Here's a run down of the characters in The Harder They Fall and the real-life inspiration behind them.

Jonathan Majors as Nat Love

Majors leads the cast as the heroic Nat Love, who was a real cowboy born in Tennessee in 1854. Known as "Deadwood Dick," he moved to the West when he was 16 to herd cattle.

He released an autobiography in 1907 called, Life and Adventures of Nat Love, Better Known in the Cattle Country as 'Deadwood Dick,' by Himself. The book recounts events in his life, including how he became an expert marksman and crossed paths with other famous cowboys like Pat Garrett, Billy the Kid and more.

Jonathan Majors as Nat Love
Jonathan Majors as seen in "The Harder They Fall" alongside the real Nat Love. David Lee/Netflix

Majors researched the real Nat Love before playing him and said in the movie's production notes, "In my mind, The Harder They Fall is just a chapter in the extraordinary journey of Deadwood Dick, and I just built it from there."

Reflecting on the whole cast which are based off of Black historical figures, Majors said: "And the diversity, it's not just a Black cowboy. No. We're talking about Black cowpeople.

"We've [got] Trudy Smith, Stagecoach Mary, Cuffee and her gang. They all have their own storylines, it's set up beautifully."

Idris Elba as Rufus Buck

Elba plays the menacing Rufus Buck who was just as feared in real life as he is in the movie. The real-life Buck led the Rufus Buck gang, which was made up of African American and Native American members. They are credited with a number of crimes across 1895 and 1896, including multiple murders and rape.

They were eventually captured and hanged for their crimes in July 1896 in Fort Smith, Arkansas.

Idris Elba as Rufus Buck
Idris Elba as seen in "The Harder They Fall" alongside the real Rufus Buck who was sentenced to death for his crimes. David Lee/Netflix

Elba said he's glad the movie is bringing Black characters and communities onto the screen. He commented: "One thing that Jeymes and I spoke about was the history of Black towns in America. It's so deep and people don't know, they've been wiped off the face of the map, practically, and so this movie explores that."

Zazie Beetz as Stagecoach Mary

In The Harder They Fall, Stagecoach Mary is a singer and performer, but the real-life version of the character had a much different life.

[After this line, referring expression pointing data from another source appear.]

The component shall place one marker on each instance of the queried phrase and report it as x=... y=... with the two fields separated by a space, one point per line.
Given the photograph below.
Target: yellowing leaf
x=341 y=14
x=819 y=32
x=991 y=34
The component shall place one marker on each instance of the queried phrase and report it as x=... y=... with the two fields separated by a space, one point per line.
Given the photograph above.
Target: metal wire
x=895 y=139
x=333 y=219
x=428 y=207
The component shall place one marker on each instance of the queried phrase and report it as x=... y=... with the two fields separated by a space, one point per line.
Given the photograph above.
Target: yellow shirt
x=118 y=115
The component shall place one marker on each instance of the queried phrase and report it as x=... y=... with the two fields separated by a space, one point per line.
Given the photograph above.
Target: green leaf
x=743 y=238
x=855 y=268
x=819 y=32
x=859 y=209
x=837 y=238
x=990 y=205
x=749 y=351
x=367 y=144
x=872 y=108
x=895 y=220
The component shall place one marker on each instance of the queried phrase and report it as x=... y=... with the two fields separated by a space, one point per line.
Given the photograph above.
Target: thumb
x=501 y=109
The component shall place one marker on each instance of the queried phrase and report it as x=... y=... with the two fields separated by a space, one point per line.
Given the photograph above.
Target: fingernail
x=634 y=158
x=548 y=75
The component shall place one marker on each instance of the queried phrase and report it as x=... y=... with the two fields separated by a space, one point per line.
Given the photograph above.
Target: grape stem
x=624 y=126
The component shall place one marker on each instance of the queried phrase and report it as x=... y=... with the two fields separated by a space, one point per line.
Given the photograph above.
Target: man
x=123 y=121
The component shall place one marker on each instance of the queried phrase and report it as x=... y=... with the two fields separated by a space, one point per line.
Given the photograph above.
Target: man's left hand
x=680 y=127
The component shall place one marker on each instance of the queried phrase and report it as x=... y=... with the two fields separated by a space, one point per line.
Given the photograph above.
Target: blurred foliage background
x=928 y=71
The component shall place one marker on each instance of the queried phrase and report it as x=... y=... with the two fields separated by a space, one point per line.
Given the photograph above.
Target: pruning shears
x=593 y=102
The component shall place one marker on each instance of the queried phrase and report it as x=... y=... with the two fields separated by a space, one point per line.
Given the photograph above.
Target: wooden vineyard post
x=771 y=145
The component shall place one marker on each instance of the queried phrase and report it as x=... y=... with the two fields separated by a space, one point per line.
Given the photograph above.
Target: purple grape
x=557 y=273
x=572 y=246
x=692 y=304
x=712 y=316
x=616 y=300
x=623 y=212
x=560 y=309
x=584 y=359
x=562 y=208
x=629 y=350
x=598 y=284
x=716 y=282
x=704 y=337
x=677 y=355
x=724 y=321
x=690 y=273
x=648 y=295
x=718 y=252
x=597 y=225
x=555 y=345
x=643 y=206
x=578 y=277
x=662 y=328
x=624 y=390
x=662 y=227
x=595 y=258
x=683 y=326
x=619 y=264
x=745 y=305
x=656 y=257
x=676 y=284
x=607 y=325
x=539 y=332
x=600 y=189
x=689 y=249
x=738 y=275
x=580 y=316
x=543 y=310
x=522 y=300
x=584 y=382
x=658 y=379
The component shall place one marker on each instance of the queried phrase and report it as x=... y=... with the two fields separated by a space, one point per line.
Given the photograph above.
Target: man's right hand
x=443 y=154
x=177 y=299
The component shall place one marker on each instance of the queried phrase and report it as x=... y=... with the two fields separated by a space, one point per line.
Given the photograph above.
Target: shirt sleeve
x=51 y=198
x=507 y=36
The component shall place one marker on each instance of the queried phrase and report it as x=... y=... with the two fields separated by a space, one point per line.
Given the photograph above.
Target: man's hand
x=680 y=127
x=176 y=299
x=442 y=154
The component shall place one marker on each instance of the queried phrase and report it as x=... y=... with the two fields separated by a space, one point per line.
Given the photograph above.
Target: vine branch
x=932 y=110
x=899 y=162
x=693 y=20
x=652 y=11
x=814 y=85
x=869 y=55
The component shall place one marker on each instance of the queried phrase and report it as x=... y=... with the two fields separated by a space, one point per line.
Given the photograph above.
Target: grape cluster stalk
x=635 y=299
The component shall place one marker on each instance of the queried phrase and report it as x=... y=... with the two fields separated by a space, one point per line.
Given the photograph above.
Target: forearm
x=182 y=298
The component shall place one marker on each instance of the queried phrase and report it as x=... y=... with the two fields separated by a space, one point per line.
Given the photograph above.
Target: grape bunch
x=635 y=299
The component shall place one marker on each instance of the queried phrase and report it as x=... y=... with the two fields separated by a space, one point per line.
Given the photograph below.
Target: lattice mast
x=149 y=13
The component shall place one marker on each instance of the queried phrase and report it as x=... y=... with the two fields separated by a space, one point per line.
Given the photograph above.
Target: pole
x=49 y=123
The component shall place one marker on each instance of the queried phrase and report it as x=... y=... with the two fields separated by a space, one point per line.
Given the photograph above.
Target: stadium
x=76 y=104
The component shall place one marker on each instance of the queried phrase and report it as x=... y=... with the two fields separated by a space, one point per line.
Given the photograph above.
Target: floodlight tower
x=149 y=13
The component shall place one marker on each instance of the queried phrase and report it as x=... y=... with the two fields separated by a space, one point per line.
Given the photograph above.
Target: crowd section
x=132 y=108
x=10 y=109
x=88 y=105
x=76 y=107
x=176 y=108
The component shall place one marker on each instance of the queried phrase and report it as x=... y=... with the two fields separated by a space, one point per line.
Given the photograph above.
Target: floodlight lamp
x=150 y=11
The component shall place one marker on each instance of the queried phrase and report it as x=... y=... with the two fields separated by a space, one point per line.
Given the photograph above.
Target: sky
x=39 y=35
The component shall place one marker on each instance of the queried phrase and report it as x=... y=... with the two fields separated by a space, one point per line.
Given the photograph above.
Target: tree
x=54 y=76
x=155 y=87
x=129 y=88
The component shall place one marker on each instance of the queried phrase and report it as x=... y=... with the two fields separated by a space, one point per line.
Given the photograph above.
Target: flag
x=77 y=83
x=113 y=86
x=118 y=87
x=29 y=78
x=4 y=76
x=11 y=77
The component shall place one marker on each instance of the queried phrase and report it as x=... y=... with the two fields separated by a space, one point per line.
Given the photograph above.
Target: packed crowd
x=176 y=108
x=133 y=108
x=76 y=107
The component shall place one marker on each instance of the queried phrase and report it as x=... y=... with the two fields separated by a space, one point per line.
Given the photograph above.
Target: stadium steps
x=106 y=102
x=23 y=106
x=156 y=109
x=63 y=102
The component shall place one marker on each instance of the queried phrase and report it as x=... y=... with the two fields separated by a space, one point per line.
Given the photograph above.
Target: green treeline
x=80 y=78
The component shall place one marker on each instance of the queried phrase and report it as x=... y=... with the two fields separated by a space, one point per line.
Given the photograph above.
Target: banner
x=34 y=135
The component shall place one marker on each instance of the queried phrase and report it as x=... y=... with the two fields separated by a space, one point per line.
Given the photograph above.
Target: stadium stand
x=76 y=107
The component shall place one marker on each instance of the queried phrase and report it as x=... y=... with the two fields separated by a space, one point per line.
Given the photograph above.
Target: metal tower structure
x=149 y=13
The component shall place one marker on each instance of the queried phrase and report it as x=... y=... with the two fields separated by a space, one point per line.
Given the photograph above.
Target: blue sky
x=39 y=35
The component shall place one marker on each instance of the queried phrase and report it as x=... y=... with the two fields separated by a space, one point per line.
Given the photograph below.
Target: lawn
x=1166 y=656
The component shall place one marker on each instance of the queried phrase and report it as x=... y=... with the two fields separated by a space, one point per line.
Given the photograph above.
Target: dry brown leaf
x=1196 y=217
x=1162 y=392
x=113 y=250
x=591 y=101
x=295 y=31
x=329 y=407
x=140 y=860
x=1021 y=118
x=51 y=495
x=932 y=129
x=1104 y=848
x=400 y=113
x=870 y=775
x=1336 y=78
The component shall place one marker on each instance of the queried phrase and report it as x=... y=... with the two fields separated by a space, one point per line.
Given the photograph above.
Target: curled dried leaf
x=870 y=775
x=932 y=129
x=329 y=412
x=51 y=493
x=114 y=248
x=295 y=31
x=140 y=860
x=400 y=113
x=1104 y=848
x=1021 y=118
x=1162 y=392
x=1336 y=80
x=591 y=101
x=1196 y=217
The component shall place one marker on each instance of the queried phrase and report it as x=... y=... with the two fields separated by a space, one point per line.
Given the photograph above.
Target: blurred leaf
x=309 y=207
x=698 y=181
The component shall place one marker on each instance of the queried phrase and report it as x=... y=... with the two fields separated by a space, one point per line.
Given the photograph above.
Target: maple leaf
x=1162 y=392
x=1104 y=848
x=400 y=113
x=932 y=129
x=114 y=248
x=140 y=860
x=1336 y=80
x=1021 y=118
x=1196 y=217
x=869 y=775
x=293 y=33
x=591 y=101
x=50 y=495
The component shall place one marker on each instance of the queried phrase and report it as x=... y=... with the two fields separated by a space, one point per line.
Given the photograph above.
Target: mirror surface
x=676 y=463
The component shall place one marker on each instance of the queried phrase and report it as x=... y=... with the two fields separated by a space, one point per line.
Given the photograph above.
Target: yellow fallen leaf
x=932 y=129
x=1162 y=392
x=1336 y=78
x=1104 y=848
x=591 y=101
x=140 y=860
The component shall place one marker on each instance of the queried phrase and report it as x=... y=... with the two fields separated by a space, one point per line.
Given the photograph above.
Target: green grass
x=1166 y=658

Born into slavery, she was emancipated after the Civil War and worked several jobs. In 1895, at the age of sixty, she became the first African American woman to work for the U.S. Postal Service, and she got her nickname Stagecoach Mary because of her mode of transportation.

Zazie Beetz as Stagecoach Mary
Zazie Beetz as the performer seen in "The Harder They Fall" alongside the real Stagecoach Mary who led a very different life. David Lee/Netflix

Though the interpretation of the character is different, Beetz researched the woman she was playing. She said: "Mary was one of the first Black women mail carriers in the U.S..
She owned a restaurant and was known for carrying a shotgun, smoking cigars, and being a very strong woman."

Regina King as Gertrude "Treacherous Trudy" Smith

Less is known about King's character Treacherous Trudy, but legend has it she was a very dangerous woman. An integral part of the Rufus Buck gang in The Harder They Fall, the real-life woman is described as a gangster, a thief, and a killer, making her way through a male-dominated world.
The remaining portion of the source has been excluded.